Emergent Mind

Large Language Models are Effective Text Rankers with Pairwise Ranking Prompting

(2306.17563)

Published Jun 30, 2023 in cs.IR , cs.CL , and cs.LG

Abstract

Ranking documents using LLMs by directly feeding the query and candidate documents into the prompt is an interesting and practical problem. However, researchers have found it difficult to outperform fine-tuned baseline rankers on benchmark datasets. We analyze pointwise and listwise ranking prompts used by existing methods and argue that off-the-shelf LLMs do not fully understand these challenging ranking formulations. In this paper, we propose to significantly reduce the burden on LLMs by using a new technique called Pairwise Ranking Prompting (PRP). Our results are the first in the literature to achieve state-of-the-art ranking performance on standard benchmarks using moderate-sized open-sourced LLMs. On TREC-DL 2019&2020, PRP based on the Flan-UL2 model with 20B parameters performs favorably with the previous best approach in the literature, which is based on the blackbox commercial GPT-4 that has 50x (estimated) model size, while outperforming other LLM-based solutions, such as InstructGPT which has 175B parameters, by over 10% for all ranking metrics. By using the same prompt template on seven BEIR tasks, PRP outperforms supervised baselines and outperforms the blackbox commercial ChatGPT solution by 4.2% and pointwise LLM-based solutions by more than 10% on average NDCG@10" rel="nofollow noopener">NDCG@10. Furthermore, we propose several variants of PRP to improve efficiency and show that it is possible to achieve competitive results even with linear complexity.

Overview

Introduces Pairwise Ranking Prompting (PRP), a novel technique to improve LLMs' document ranking performance.
Highlights the limitations of traditional pointwise and listwise ranking methods with standard LLMs.
Describes how PRP simplifies the ranking task by evaluating document pairs in relation to a query, enhancing robustness and reducing complexity.
Reports that PRP enables smaller LLMs to outperform much larger models on standard benchmarks, including the large commercial model GPT-4.
Demonstrates PRP's potential as an efficient and cost-effective text ranking solution that doesn't require model fine-tuning.

Introduction to Pairwise Ranking Prompting

Finding effective methods for document ranking with LLMs has been a prominent challenge in the field of natural language processing. Document ranking is a specialized task requiring models to order documents by their relevance to a given query. Historically, systems built with LLMs have struggled to match the performance of the more traditional fine-tuned rankers when evaluated on benchmark datasets. This paper introduces a novel technique, Pairwise Ranking Prompting (PRP), which significantly improves LLM performance on document ranking tasks and offers a fresh perspective on efficient ranking with LLMs.

Unpacking the Challenges

Document ranking using LLMs traditionally involves either pointwise or listwise approaches. Pointwise methods require LLMs to generate calibrated probabilities for relevance, a tricky task not fully supported by standard LLMs such as GPT-4 or InstructGPT. Listwise methods create additional complications, often resulting in LLMs giving conflicting or redundant outputs. These methodologies presuppose an understanding of ranking during the training phase, something generally not provided in the pre-training or fine-tuning of popular LLMs. Subsequently, these LLMs exhibit limitations in text ranking capabilities.

Introduction of PRP

To tackle these issues, PRP is proposed, which simplifies the task for LLMs by only considering pairs of documents at a time in relation to a query. PRP focuses on a less burdensome and more intuitive approach: asking the LLM to decide which of two documents is more relevant. This simplification leads to several advantages. It supports both generation and scoring APIs, is insensitive to the input order—a frequent complication in listwise prompting—and can deliver impressive results even when scaled down to models with linear complexity in terms of API calls.
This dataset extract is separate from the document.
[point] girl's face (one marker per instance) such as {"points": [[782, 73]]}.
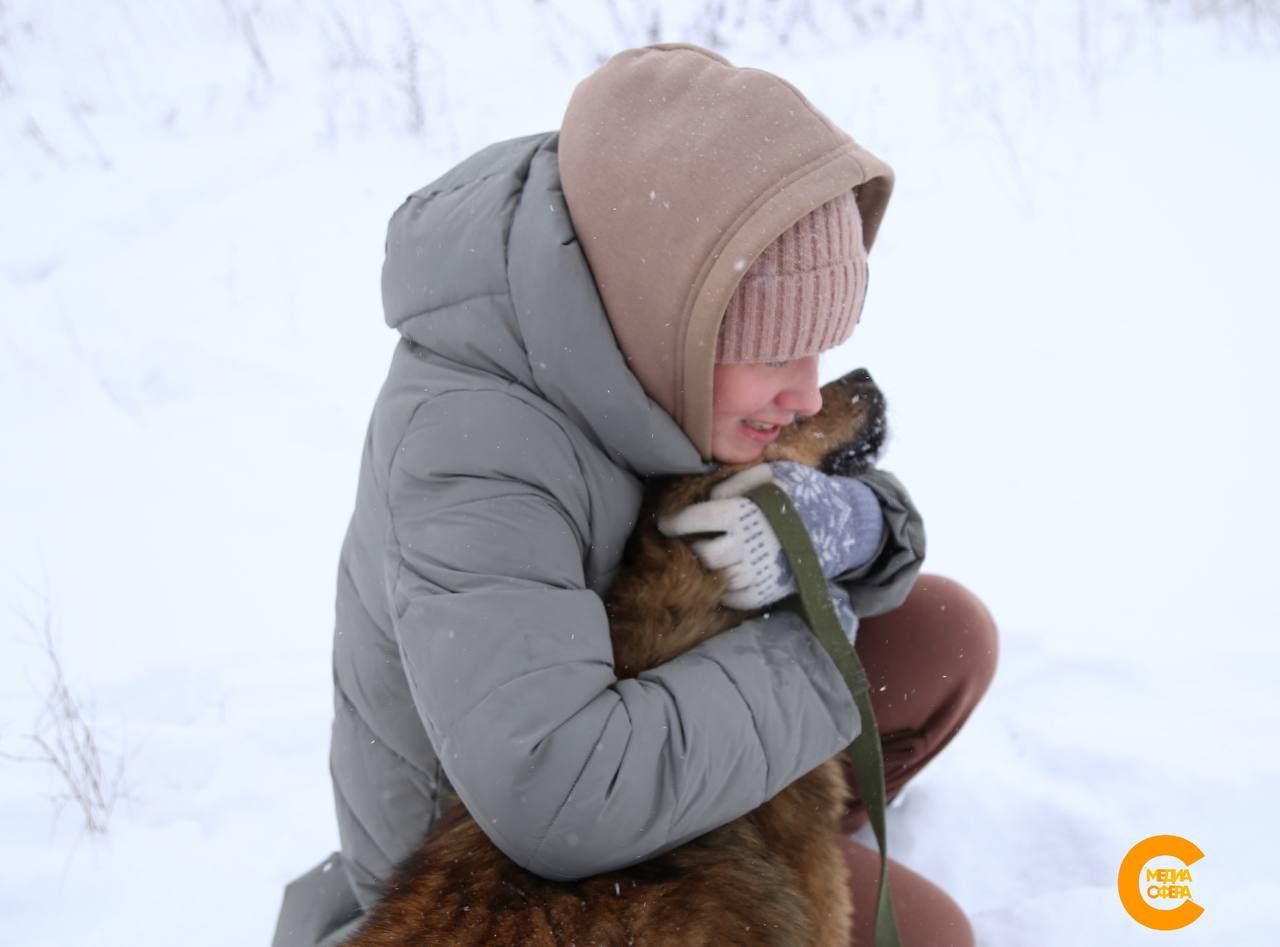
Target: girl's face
{"points": [[768, 393]]}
Achievements and Comparative Analysis

The results of deploying PRP are remarkable. The approach propels moderate-sized, openly-sourced LLMs such as Flan-UL2 with 20B parameters to outperform much larger models. To illustrate, PRP achieves state-of-the-art performance against the blackbox commercial GPT-4, which is estimated to have a model size 50 times larger, improving over 5% at NDCG@1 on standard benchmarks like TREC-DL2020. It also surpasses InstructGPT with 175B parameters in nearly all standard ranking metrics. These findings substantiate the efficacy of PRP in obtaining superior ranking performance while also highlighting its adaptability and potential for resource-constrained research.

In summary, the paper demonstrates that PRP is not only effective for zero-shot ranking with LLMs but also presents a viable alternative that leverages the benefits of smaller, widely available LLMs. The technique's simplicity, efficiency, and disregard for model fine-tuning make it a groundbreaking approach for academic and practical applications in document ranking. It sets a new precedent in text ranking research, showcasing that the scaling down of model complexities might be as effective as employing massive, proprietary LLMs - offering the research community an accessible and cost-effective avenue to further explore and improve upon.